Awkward as Alaric was at the business, he had that Heaven-sent bird stripped of its feathers, cleaned, and spitted over a bed of glowing coals within ten minutes of the time he had first spied it, and a little later only its cleanly picked bones remained to tell of its existence.
Bonny was disinclined to eat, but he drank two cups of hot tea, that threw him into a perspiration, greatly to Alaric's satisfaction. As he also seemed drowsy, Alaric encouraged him to sleep, while he should go in search of more food and assistance, with one or both of which he promised to return before noon.
CHAPTER XXXII
HOW A SONG SAVED ALARIC'S LIFE
When Alaric made that promise he had no more idea of how it was to be kept than he had of what was to become of Bonny and himself. He only knew that active exertion of some kind was necessary to keep him from utter despair. Besides, it was just possible that he might discover and secure another bird, though not at all probable, as the one on which he had breakfasted was the first that he had encountered since coming to the mountain.
By the time he emerged from the timber the morning clouds had rolled away, the sun was shining brightly, and the whole vast sweep of gleaming snow and tumultuous rock, from timber-line to distant summit, lay piled in steep ascent before him. It was a wonderful sight, but as terrible as it was grand, for in all its awful solitude there was no movement, no voice, and no sign of life. Oppressed by the loneliness of his surroundings, and having no reason for choosing one direction rather than another, the lad mechanically turned to the right and began to make his way along a bowlder-strewn slope, where every now and then he came to the bleached skeletons of stunted trees, winter-killed, but still standing, and seeming to stretch imploring arms to their retreating brethren of the forest.
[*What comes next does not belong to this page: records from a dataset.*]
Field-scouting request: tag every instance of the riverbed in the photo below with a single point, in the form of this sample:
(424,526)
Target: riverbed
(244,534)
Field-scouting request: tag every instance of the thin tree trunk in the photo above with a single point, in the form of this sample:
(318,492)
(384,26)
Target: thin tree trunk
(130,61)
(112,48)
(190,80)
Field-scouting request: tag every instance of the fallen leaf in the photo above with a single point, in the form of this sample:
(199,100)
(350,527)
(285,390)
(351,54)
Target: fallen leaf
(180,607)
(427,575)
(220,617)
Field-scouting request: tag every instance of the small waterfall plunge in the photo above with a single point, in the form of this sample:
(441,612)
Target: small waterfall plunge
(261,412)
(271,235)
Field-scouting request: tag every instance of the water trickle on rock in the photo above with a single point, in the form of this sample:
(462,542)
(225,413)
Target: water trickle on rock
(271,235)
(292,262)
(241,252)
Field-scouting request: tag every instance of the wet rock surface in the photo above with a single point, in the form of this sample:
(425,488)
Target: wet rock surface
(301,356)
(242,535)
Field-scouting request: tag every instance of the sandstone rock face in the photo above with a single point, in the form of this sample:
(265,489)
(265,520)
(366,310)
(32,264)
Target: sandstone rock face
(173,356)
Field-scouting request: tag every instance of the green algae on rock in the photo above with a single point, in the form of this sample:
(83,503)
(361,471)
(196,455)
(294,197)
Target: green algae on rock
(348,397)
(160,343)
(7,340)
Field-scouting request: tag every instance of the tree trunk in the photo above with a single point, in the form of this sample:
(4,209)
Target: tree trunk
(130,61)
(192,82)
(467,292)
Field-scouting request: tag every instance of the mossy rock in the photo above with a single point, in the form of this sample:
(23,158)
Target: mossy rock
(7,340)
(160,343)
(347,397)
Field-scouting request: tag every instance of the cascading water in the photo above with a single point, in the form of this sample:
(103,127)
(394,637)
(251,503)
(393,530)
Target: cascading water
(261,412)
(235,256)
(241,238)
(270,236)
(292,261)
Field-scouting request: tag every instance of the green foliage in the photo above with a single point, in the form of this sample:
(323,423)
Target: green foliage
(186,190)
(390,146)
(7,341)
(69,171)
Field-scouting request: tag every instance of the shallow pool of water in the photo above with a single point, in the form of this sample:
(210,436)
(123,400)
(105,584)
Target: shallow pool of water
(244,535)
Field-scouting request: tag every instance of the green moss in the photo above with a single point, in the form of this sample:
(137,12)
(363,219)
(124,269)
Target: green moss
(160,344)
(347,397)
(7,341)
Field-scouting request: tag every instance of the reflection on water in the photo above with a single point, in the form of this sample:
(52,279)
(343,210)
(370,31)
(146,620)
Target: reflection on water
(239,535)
He had not gone more than a mile when there came something to him that caused him to halt and glance inquiringly on all sides. At the same time he lifted his head and sniffed the air eagerly, like a hound on the scent of game. He was certain that he had smelled smoke. Yes, there it came again; a whiff so faint as to be almost imperceptible, but the unmistakable odor of burning wood.
Facing squarely the breeze that brought it to him, the lad pushed forward, and a few minutes later stood on the verge of a little mountain meadow, sun-warmed and rock-walled on all sides, save the one by which he had approached. Here the slope was so gentle that he started down on a run. He had thus gone but a short distance when he suddenly paused with his eyes fixed on the ground where he was standing.